Debugging and Analysis Tools

Debugging and analysis tools

QuantAnalyzer:: Automated debugging of the model to understand sensitivity to weight and/or activation quantization, individual layer sensitivity, etc.
Visualizations:: Visualizations and histograms of weight and activation ranges.

AIMET quantization workflow

This section describes the recommended workflow for quantizing a neural network.

1. Prep and validate the model

Before attempting quantization, ensure that models are defined according to model guidelines. These guidelines depend on the ML framework (PyTorch or TensorFlow) that the model is written in.

PyTorch

PyTorch Model Guidelines

PyTorch has two utilities to automate model complaince:

The Model Validator utility automates checking PyTorch model requirements

The Model Preparer utility automates updating model definition to align with requirements

In model prep and validation using PyTorch, we recommend the following flow:

Use the Model Validator utility to check if the model can be run with AIMET. If validator checks fail, put Model Preparer in the pipeline and retry Model Validator. If the validator continues to generate warnings, update the model definition by hand.

For more information on Model Validator and Model Preparer, see AIMET PyTorch Quantization APIs.

2. Apply PTQ and AutoQuant

Apply PTQ techniques to adjust model parameters and make the model more robust to quantization. We recommend trying AutoQuant first. AutoQuant tries various other PTQ methods and finds the best combination of methods to apply. See :ref:`aimet-quantization-features`_.

3. Use QAT

If model accuracy is still not satisfactory after PTQ/AutoQuant, use QAT to fine-tune the model. See AIMET Quantization Features.

4. Export models

To move the model onto the target, you need:

A model with updated weights
An encodings file containing quantization parameters associated with each quantization operation

AIMET QuantSim can export both items.
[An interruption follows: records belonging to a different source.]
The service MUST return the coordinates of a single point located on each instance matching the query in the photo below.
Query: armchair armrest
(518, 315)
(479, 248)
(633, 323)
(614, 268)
The exported model type differs based on the ML framework used:

.onnx for PyTorch
meta / checkpoint for TensorFlow
.h5 and .pb for Keras

The exact steps to export the model and encodings file depend on which AIMET Quantization features are used:

Calling AutoQuant automatically exports the model and encodings file.
If you use QAT, call .export() on the QuantSim object.
If you use lower-level PTQ techniques like CLE, first create a QuantSim object from the modified model, then call .export() on the QuantSim object.

Debugging

Applying AIMET Quantization features may involve some trial and error in order to find the best optimizations to apply on a particular model. If quantization accuracy does not seem to improve, see the debugging steps in the Quantization Diagnostics.